Assad, whose second term will end on July 17, hasn't yet announced whether or not he plans to run in the presidential elections, but he has reportedly expressed interest in running again.

Statements made by Syrian officials hint that the president is likely to run again, with many officials convinced that only Assad is capable of leading the country out of the quagmire and confusion of the conflict that has claimed the lives of some 140, 000 over the past three years.

In a recent interview with Xinhua, Syria's Deputy Foreign Minister Faisal Mekdad said "President Assad is the real guarantee for the security and stability of Syria (and can) lead the reconstruction process to restore Syria as a real power in this region."

Mekdad said the government is trying to "avoid having a state of a leadership vacuum in Syria," adding that government will respect the constitution and election laws.

On Monday, the Syrian parliament approved a general elections bill that has given other candidates, along with Assad, an opportunity to run in the elections, but it also shuns aside most of the opposition figures.

The parliament's speaker Mohammad Jihad al-Laham will call for presidential elections before the end of the current president's term within a period of time that is no less than 60 days and not more than 90 days, according to the official Syrian media.

Laham said that presidential elections will not take place in case there is only one candidate, stressing that the constitution emphasizes this point.

Minister of Justice Najm al-Ahmad said in a statement reported by the official news agency SANA that the general elections law is a turning point that will be monitored under the full supervision and control of the judiciary.

Days earlier, the parliament unanimously voted in favor of a constitutional item providing that the candidate for presidency must have lived in Syria for 10 consecutive years prior to nomination.

In a parliament session, the speaker recited Item 30 of the constitution which states that candidates should be over 40 years of age, Syrian citizens born to Syrian parents. It also stipulated that candidates who hold only one nationality, aren't convicted of any "outrageous offense," and who are married to citizens, are eligible to run.

This controversial item drew criticism from the Syrian opposition and other countries that support the opposition amid accusations that it was endorsed to fit Assad alone.

Issam Khalil, a member of the parliament, dismissed the allegations, contending that the electoral law in the United States stipulates that the candidate must have lived in the U.S. for 14 years.

The Arab League-UN peace envoy to Syria Lakhdar Brahimi warned, in a recent speech before the UN Security Council, that if presidential elections go ahead in the coming months, it could jeopardize peace talks between the government and the opposition.

However, Syria's permanent envoy to the UN, Bashar al-Jaafari, defended his country's stance, saying that elections in any country are "an internal affair."

Jaafari said that Syria would not allow for a "constitutional vacuum" for outside governments to exploit, accusing them encouraging bloodshed.

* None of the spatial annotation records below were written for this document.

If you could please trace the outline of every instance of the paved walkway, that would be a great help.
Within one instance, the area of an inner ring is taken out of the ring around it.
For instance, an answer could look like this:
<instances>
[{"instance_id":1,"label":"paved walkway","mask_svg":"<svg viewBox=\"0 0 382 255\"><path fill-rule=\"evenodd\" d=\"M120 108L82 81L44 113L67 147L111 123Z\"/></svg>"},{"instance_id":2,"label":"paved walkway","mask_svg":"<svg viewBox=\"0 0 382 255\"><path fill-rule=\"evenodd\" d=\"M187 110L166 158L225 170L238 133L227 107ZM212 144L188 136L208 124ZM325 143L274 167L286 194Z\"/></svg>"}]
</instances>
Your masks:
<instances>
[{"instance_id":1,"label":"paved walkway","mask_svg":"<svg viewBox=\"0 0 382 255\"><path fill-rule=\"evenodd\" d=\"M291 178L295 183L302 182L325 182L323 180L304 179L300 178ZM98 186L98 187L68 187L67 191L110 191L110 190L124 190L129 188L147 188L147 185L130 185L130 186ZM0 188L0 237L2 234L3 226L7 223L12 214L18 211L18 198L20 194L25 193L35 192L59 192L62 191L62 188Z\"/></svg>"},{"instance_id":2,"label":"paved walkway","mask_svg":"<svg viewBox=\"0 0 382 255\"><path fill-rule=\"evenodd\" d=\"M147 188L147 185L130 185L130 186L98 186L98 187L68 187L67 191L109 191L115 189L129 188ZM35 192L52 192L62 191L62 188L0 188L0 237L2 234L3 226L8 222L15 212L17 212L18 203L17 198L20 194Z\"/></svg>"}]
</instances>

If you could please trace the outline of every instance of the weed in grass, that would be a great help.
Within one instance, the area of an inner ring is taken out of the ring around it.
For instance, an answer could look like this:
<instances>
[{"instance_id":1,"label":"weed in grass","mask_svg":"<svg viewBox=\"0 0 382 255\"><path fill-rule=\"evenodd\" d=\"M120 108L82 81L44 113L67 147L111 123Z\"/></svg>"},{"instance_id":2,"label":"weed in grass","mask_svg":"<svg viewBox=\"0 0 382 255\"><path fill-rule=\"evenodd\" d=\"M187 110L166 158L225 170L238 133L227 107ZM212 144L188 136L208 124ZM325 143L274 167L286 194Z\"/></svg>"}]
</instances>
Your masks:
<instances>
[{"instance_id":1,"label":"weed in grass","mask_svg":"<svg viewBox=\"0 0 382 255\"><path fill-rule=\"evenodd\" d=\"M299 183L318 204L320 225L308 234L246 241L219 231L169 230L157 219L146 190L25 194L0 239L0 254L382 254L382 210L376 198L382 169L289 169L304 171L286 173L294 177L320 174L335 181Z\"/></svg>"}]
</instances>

The Syrian opposition abroad rejected the new electoral law, which has basically shunned all opposition figures by stipulating that the candidate must have lived in Syria over the past 10 years. They also strongly oppose the idea that Assad might run for another term.

Even before the war started most of Syria's opposition figures lived in exile, others left the country during the beginning of the war.

The Syrian government has repeatedly blasted countries that called on Assad to step down, saying such demands encroach upon Syria's sovereignty and the Syrian people's rights of self- determination.

Following the death of Assad's father, former President Hafez Assad, in 2000, the Syrian parliament unanimously nominated Assad to be president.

Assad was re-elected without opposition in 2007 to a second term. He won overwhelming, scooping up 97.62 percent of votes in a nationwide referendum in which he was the sole contestant.

Observers believe that Assad is likely to be reelected as no one has so far shown intention to run against him.